In today’s data-driven business environment, organizations demand reliable and stable business insights to make informed decisions. To cater to this demand, over 60% of companies turn to data warehouses (DWs) to store, manage, and analyze their data efficiently. The success of these DW implementations depends on dimensional data modeling – an analytical approach that organizes and categorizes data for efficient analysis and querying.
Dimensional data modeling utilizes fact and dimension tables to store and retrieve big data quickly from a data warehouse. These processes efficiently organize relevant data while separating inconsequential data, making queries performant.
Moreover, dimensional modeling processes help uncover critical terminology and views that Data Governance needs to gain agreement on and support. Understanding the fundamentals of dimensional data modeling – what it is, why to use it, and how to create it – plays a key role in getting the most from this technique.
What Is a Dimensional Model?
Dimensional modeling organizes data in a DW to optimize querying and analysis. It first appeared in Ralph Kimball’s 1996 book, The Data Warehouse Toolkit.
Dimensional modeling focuses its diagramming on facts and dimensions:
- Facts contain crucial quantitative data to track business processes. Examples of these metrics include sales figures or number of subscriptions.
- Dimensions contain referential pieces of information. Examples of dimensions include customer name, price, date, or location.
Keeping the dimensions separate from facts makes it easier for analysts to slice-and-dice and filter data to align with the relevant context underlying a business problem. Data modelers organize these facts and descriptive dimensions into separate tables within the data warehouse, aligning them with the different subject areas and business processes.

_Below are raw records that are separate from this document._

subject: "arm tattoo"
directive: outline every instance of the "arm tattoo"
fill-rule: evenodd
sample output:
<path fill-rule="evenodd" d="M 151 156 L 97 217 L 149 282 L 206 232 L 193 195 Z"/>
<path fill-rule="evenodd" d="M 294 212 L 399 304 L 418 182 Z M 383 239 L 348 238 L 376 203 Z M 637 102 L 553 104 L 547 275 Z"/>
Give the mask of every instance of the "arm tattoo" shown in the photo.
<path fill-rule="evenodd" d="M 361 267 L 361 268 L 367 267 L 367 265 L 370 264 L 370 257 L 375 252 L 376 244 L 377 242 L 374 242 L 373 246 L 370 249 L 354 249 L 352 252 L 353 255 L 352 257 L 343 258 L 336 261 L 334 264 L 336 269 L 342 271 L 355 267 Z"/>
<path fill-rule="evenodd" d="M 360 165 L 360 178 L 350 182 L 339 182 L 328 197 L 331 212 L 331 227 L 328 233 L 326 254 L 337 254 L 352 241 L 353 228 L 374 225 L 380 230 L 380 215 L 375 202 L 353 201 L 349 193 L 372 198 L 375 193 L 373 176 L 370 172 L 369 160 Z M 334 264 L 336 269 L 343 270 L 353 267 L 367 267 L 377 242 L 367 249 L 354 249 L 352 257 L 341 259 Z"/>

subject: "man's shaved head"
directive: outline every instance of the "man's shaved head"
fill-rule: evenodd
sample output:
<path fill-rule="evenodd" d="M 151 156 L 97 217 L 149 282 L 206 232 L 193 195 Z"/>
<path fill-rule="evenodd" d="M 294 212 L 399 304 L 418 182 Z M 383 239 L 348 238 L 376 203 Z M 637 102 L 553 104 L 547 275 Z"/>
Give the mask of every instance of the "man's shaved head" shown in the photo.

Why Use a Dimensional Model?
Dimensional modeling provides a basis for meaningful analytics gathered from a data warehouse for many reasons. Its processes lead to standardizing dimensions through presenting the data blueprint intuitively.
For example, the diagram below frames data around sales facts, critical metrics for any business. The dimensions, such as “customer,” make sense across the company’s business units.
Additionally, dimensional data modeling proves to be flexible as business needs evolve. The data warehouse updates technology according to the concept of slowly changing dimensions (SCD) as business contexts emerge.
In SCD, technology stores and manages current and historical data in the DW. As technology implements its changes, analysts can continue business as usual by running their queries. The clear dimensional model makes this update a success and ensures organizations continue to get reliable insights.
Designing a Dimensional Model
Designing a dimensional model to get needed business insights requires collaboration. Key to dimensional data modeling processes are interactions and agreement among business units across an organization.
These discussions result in four decisions that inform the implementation of the dimensional model. This article discusses each process and outcome.
Select Business Process
Selecting the business process sets the stage for how all the organizational data will be collected and organized, searched, and used. Any dimensional modeling must have clarity around all the work activities needed to solve business problems.
To meet this need, high-level managers need to support the effort to gather business requirements and understand existing data roles, processes, and technologies, with a holistic end-to-end view of operations. Examples of business processes are subscriptions, customers, profit, sales, organizations, etc.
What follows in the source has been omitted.